3. Pour retenir une atteinte disproportionnée à la vie privée et familiale de M. A..., le tribunal a pris en compte sa scolarisation depuis 2015, durant laquelle il a obtenu des notes correctes, l'obtention de son brevet des collèges en 2015, de son brevet d'études professionnelles Electrotechnique Energie Equipements Communicants en 2017, de son baccalauréat professionnel en 2018 dans la même spécialité, de ses certificats de sauveteur secouriste et de compétences de citoyen de sécurité civile, et de son attestation scolaire de sécurité routière. Toutefois, les deux attestations antérieures à l'arrêté en litige, peu circonstanciées, et la carte d'adhésion à un club de football, non datée, qu'il produit ne démontrent pas son intégration au sein de la société française à la date de la décision du préfet. En outre, si M. A... soutient qu'il poursuit une formation
en BTS en alternance et qu'il a trouvé une entreprise pour sa formation, il ne l'établit pas et a sollicité des aides financières auprès de la collectivité territoriale de Guyane en qualité de jeune majeur.
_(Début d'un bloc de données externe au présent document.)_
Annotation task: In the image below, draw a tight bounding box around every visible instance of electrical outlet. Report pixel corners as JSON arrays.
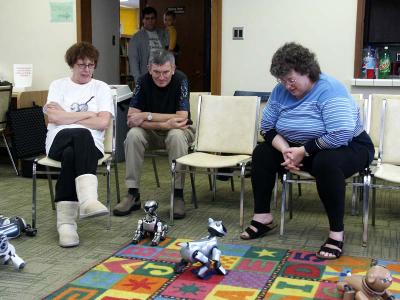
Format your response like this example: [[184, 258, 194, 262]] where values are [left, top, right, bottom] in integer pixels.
[[232, 27, 244, 40]]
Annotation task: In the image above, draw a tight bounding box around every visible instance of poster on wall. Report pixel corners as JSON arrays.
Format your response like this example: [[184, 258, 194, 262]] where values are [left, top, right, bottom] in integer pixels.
[[49, 0, 74, 23], [14, 64, 33, 90]]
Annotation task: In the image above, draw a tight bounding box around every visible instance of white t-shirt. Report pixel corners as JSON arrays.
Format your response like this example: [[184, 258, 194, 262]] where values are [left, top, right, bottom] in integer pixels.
[[46, 77, 114, 154]]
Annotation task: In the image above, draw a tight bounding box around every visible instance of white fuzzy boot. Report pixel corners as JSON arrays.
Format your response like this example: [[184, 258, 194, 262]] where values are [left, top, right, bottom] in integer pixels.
[[75, 174, 109, 219], [56, 201, 79, 247]]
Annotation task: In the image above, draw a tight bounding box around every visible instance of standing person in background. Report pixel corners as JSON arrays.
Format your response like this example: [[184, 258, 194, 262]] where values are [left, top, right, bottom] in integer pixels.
[[128, 6, 168, 82], [240, 43, 374, 259], [43, 42, 114, 247], [164, 10, 179, 56]]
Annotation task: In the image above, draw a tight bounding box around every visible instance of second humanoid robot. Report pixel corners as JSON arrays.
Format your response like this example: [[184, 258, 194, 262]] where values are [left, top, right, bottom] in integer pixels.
[[174, 218, 227, 279], [132, 200, 168, 246]]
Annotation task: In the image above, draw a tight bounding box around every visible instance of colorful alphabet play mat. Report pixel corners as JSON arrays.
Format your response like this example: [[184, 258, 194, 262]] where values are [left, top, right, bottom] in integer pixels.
[[45, 238, 400, 300]]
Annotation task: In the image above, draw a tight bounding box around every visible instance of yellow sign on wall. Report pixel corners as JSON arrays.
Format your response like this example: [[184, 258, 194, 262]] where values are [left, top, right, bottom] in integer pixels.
[[119, 7, 139, 35]]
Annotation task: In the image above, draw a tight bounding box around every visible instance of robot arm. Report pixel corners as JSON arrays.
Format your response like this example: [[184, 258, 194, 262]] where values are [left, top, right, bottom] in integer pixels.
[[132, 219, 144, 244], [211, 247, 227, 275], [0, 234, 25, 270]]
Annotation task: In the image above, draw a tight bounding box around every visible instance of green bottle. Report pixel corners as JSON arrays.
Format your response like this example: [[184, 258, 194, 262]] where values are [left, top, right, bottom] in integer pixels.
[[379, 46, 391, 79]]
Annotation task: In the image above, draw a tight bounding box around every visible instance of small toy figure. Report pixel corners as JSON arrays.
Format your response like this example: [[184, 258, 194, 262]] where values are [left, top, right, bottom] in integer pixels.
[[337, 265, 395, 300], [174, 218, 227, 279], [0, 215, 36, 239], [0, 234, 25, 270], [132, 200, 168, 246]]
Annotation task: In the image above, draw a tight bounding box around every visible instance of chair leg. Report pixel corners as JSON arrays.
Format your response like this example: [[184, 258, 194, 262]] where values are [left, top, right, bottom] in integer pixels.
[[239, 163, 246, 231], [372, 177, 376, 226], [287, 173, 293, 220], [207, 168, 214, 191], [212, 169, 217, 201], [151, 156, 160, 187], [362, 174, 371, 247], [169, 161, 176, 225], [106, 162, 111, 230], [46, 166, 56, 210], [351, 177, 358, 216], [32, 162, 36, 229], [279, 173, 287, 236], [274, 172, 279, 209], [1, 132, 19, 176], [114, 160, 121, 203], [189, 167, 198, 208]]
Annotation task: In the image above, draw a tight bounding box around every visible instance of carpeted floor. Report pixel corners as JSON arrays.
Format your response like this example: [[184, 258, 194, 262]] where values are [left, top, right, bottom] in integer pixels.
[[0, 154, 400, 300], [45, 239, 400, 300]]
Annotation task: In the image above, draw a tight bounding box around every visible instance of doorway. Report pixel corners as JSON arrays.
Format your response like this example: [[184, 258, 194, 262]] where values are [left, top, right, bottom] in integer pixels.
[[139, 0, 211, 92], [76, 0, 222, 95]]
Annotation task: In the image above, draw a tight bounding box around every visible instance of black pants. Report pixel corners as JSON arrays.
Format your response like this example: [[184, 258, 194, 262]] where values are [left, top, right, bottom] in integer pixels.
[[251, 138, 373, 231], [48, 128, 103, 202]]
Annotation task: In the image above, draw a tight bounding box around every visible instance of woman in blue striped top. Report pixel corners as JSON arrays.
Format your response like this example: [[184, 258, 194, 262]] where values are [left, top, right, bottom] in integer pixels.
[[240, 43, 374, 259]]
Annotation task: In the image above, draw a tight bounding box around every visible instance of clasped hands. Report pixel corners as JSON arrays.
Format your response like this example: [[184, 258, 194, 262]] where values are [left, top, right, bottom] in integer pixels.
[[281, 146, 305, 171], [127, 112, 189, 129]]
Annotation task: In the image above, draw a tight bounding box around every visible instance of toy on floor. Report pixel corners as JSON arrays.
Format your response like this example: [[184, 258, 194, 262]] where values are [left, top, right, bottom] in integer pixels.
[[0, 234, 25, 270], [337, 265, 395, 300], [132, 200, 168, 246], [174, 218, 227, 279], [0, 215, 37, 239]]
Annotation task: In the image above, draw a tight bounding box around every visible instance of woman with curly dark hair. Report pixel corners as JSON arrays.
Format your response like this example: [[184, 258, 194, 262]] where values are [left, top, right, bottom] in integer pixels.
[[240, 43, 374, 259], [44, 42, 114, 247]]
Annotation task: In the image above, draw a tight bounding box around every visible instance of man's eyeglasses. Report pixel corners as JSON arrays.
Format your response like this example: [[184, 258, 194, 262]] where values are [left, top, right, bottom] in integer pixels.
[[276, 78, 296, 86], [151, 70, 172, 77], [76, 64, 96, 70]]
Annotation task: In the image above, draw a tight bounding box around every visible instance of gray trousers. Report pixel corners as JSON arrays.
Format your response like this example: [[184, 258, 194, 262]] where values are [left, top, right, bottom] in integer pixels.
[[125, 127, 194, 189]]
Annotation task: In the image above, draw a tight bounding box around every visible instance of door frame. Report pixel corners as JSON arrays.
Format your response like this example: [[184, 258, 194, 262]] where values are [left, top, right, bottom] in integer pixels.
[[76, 0, 223, 95]]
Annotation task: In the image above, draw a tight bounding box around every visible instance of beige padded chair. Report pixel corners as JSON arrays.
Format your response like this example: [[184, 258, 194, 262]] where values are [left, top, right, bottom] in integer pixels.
[[32, 95, 120, 229], [0, 85, 18, 175], [170, 95, 260, 227], [280, 94, 370, 244], [369, 94, 400, 159], [364, 98, 400, 234]]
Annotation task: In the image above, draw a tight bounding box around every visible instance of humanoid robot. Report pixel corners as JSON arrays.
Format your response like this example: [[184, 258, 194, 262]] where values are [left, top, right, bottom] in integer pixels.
[[0, 234, 25, 270], [0, 215, 36, 239], [132, 200, 168, 246], [174, 218, 227, 279]]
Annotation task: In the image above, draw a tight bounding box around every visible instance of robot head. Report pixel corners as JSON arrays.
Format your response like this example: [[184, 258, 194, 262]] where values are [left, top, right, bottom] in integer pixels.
[[144, 200, 158, 215], [208, 218, 227, 237], [0, 234, 8, 253]]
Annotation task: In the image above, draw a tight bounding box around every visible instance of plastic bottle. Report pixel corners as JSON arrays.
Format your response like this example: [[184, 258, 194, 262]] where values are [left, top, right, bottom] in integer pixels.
[[379, 46, 391, 79], [364, 46, 376, 79]]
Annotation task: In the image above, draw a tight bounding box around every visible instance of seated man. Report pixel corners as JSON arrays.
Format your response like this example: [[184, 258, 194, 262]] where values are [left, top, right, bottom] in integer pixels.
[[113, 50, 194, 219]]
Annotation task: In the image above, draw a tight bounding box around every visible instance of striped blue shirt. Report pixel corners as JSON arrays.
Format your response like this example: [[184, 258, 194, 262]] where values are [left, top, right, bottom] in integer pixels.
[[261, 74, 363, 152]]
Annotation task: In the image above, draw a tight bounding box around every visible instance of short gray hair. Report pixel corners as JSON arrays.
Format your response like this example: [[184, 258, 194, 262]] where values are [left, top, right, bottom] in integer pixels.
[[149, 49, 175, 66]]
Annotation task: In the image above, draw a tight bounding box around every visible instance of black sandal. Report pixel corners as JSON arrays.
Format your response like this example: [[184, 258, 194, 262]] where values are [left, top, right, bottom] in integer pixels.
[[315, 237, 343, 260], [240, 220, 277, 240]]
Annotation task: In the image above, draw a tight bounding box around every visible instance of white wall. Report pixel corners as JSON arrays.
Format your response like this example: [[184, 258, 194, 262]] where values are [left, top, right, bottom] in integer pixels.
[[221, 0, 357, 95], [0, 0, 77, 90]]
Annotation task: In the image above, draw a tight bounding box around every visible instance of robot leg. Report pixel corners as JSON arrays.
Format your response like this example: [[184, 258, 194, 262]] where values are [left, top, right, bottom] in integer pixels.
[[0, 216, 21, 239], [151, 222, 162, 246], [211, 248, 228, 275], [132, 220, 144, 244], [174, 259, 189, 274], [193, 251, 211, 278]]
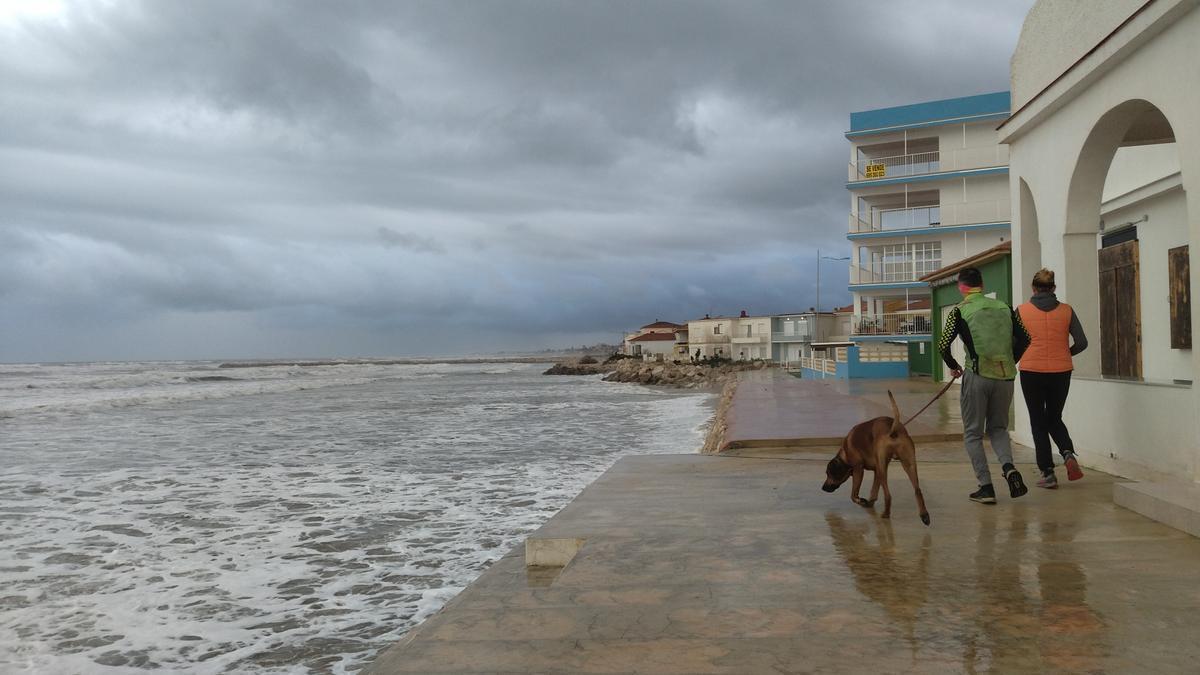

Il ne peut utilement se prévaloir devant la cour du contrat d'aide électricien qu'il a souscrit en août 2021 postérieurement à la décision du tribunal. Par ailleurs, il ressort des pièces du dossier qu'il est arrivé sur le territoire français à l'âge de 16 ans et que ses parents résident en Haïti. Il ne ressort pas des pièces du dossier qu'il aurait tissé des liens personnels intenses, stables et anciens en France autres que ceux entretenus avec son oncle paternel, titulaire d'une carte de résident. S'il soutient que son fils réside en France, il ne démontre pas avoir eu des contacts réguliers avec celui-ci à la date de la décision attaquée, et n'apporte aucun élément relatif à la nationalité de la mère de l'enfant, également née en Haïti, à la régularité de sa situation sur le territoire et à ses liens avec elle, alors qu'il est hébergé chez un tiers. Il ne peut utilement se prévaloir de factures d'achats de produits pour enfants datant de 2021, postérieures à la décision attaquée. En outre, s'il allègue que son oncle est malade, handicapé et doit subir une lourde opération, il ne le démontre pas par la seule attestation de celui-ci, et ne justifie pas davantage que sa présence auprès de lui soit indispensable. Par suite, c'est à tort que le tribunal administratif de la Guyane s'est fondé sur une méconnaissance des dispositions du 7° de l'article L. 313-11 du code de l'entrée et du séjour des étrangers et du droit d'asile et des stipulations de l'article 8 de la convention européenne de sauvegarde des droits de l'homme et des libertés fondamentales pour annuler l'arrêté en litige.
4. Il y a lieu pour la cour, saisie par l'effet dévolutif de l'appel, d'examiner les autres moyens soulevés par M. A... devant le tribunal administratif de la Guyane à l'encontre de l'arrêté du 18 février 2019.
5. Aux termes de l'article 3-1 de la convention internationale relative aux droits de l'enfant : " Dans toutes les décisions qui concernent les enfants, qu'elles soient le fait d'institutions publiques ou privées de protection sociale, des tribunaux, des autorités administratives ou des organes législatifs, l'intérêt supérieur de l'enfant doit être une considération primordiale ".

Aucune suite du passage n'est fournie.